Preston and the family-heirloom bracelet serve significant structural and symbolic functions. Preston acts as a narrative catalyst, his seemingly flippant observations often piercing to the core of the central conflicts, such as his teasing about “mommy issues” just before Jude’s world is shattered by the truth about Susie. More critically, his discovery that Violet’s bracelet is a significant Armstrong heirloom—marked with a family symbol and his grandfather’s initials—is the direct trigger for the assassination attempt. The bracelet itself represents a hidden, dangerous lineage and a tangible link to a past that Violet is unaware of, representing an identity that makes her a target. Preston’s recognition of the heirloom immediately precedes his death, signifying that uncovering this truth is a fatal act. His sacrifice galvanizes the plot, solidifies Jude’s protective role, and plunges Violet into a cycle of guilt that reinforces her belief that she is a “curse.”

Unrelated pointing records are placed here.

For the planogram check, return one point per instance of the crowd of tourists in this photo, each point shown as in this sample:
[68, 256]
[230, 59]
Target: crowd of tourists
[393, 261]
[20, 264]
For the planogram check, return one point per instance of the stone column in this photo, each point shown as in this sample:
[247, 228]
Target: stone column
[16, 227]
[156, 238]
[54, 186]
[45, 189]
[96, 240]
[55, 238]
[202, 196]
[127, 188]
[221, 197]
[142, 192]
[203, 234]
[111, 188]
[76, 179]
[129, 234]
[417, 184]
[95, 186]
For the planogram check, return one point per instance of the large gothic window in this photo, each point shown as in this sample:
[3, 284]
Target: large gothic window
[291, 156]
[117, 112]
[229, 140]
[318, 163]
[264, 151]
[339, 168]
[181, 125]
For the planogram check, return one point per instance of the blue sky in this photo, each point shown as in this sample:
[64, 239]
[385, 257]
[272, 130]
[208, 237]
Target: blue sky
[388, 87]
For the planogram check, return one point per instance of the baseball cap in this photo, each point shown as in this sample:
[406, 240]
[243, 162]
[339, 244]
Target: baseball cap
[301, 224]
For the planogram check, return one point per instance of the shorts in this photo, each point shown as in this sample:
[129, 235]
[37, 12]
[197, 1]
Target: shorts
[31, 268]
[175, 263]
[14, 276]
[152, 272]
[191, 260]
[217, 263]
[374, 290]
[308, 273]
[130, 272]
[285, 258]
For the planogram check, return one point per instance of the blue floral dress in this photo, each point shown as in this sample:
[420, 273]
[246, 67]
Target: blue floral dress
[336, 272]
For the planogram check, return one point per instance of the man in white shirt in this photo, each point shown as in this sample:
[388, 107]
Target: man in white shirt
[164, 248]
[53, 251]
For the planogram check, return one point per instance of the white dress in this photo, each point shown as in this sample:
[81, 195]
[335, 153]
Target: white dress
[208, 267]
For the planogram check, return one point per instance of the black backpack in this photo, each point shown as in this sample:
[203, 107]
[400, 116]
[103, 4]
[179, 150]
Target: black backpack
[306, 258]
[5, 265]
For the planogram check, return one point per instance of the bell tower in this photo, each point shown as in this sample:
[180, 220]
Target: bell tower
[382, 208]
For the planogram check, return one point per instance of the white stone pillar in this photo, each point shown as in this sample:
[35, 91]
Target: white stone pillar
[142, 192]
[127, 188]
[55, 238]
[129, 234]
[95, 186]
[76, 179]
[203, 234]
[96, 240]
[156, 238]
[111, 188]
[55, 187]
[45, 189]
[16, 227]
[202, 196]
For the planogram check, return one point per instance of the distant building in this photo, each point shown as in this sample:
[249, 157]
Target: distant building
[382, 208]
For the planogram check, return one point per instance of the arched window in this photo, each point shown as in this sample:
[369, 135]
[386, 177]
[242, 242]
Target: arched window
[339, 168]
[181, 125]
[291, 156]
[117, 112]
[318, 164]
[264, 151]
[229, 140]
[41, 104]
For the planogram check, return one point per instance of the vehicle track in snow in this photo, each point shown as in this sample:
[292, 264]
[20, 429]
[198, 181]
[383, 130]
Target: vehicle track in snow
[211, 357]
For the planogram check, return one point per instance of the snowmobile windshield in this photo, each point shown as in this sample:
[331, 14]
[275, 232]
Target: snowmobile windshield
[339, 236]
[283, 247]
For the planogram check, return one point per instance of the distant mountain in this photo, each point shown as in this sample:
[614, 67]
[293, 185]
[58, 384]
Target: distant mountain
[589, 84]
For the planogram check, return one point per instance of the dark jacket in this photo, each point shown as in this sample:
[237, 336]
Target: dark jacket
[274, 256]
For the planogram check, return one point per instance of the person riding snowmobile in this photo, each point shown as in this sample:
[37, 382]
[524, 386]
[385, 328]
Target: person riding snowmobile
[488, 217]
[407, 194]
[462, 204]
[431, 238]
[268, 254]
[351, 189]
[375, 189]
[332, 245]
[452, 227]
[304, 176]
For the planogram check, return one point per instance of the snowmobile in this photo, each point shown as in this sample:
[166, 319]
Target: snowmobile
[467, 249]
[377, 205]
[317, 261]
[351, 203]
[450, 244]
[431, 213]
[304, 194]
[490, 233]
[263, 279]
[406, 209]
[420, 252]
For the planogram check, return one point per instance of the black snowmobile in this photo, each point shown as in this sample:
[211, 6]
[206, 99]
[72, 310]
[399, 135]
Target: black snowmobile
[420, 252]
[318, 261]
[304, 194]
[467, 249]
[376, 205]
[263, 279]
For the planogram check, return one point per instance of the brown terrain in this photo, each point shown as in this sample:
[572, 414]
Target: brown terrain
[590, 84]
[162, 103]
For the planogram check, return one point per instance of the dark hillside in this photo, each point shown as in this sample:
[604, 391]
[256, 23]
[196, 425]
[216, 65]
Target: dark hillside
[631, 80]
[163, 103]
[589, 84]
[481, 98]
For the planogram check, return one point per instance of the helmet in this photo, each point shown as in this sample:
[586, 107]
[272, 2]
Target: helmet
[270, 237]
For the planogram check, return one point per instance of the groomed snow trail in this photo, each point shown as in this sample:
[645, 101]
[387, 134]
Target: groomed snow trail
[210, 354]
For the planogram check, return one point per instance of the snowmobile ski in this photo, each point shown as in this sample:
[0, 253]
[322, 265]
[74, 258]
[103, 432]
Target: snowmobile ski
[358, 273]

Contrasting character arcs highlight the dual processes of deconstruction and self-actualization. While Jude’s identity is violently disassembled, Violet’s is actively constructed. Her decision to accompany Jude to the Callahan mansion is a moment of nascent agency, a departure from her earlier state of fear. Her statement that “[p]eople like [them] need to stick together” is a declaration of solidarity (328), repositioning her as an ally in their shared struggle. This growth is further evidenced by her engagement with therapy and her ability to articulate her trauma to Jude with newfound clarity. She recognizes that she was “let down by all the adults” in her life (386), a crucial step in externalizing blame and reclaiming her narrative. While Jude loses his defining purpose and must find a new one in protecting her, Violet begins to define a purpose for herself, rooted in healing and setting boundaries.
The chapters use the Armstrong and Callahan families to critique the emotional vacancy and destructive nature of elite, dynastic power. The Armstrong funeral is a study in performative grief; it is a lavish spectacle where genuine sorrow is suppressed in favor of maintaining a powerful facade. Lawrence’s unnerving calm and his family’s emotionless demeanor contrast sharply with the raw, violent grief expressed by Jude and Marcus. This emotional sterility is mirrored at the Callahan dinner, where emotion is not absent but weaponized. Regis and Julian use brutal honesty not to heal but to dominate Jude, demonstrating a family dynamic built on psychological manipulation. In both families, legacy and power supersede authentic human connection, revealing a world where familial bonds are transactional and emotional vulnerability is a liability to be exploited or concealed.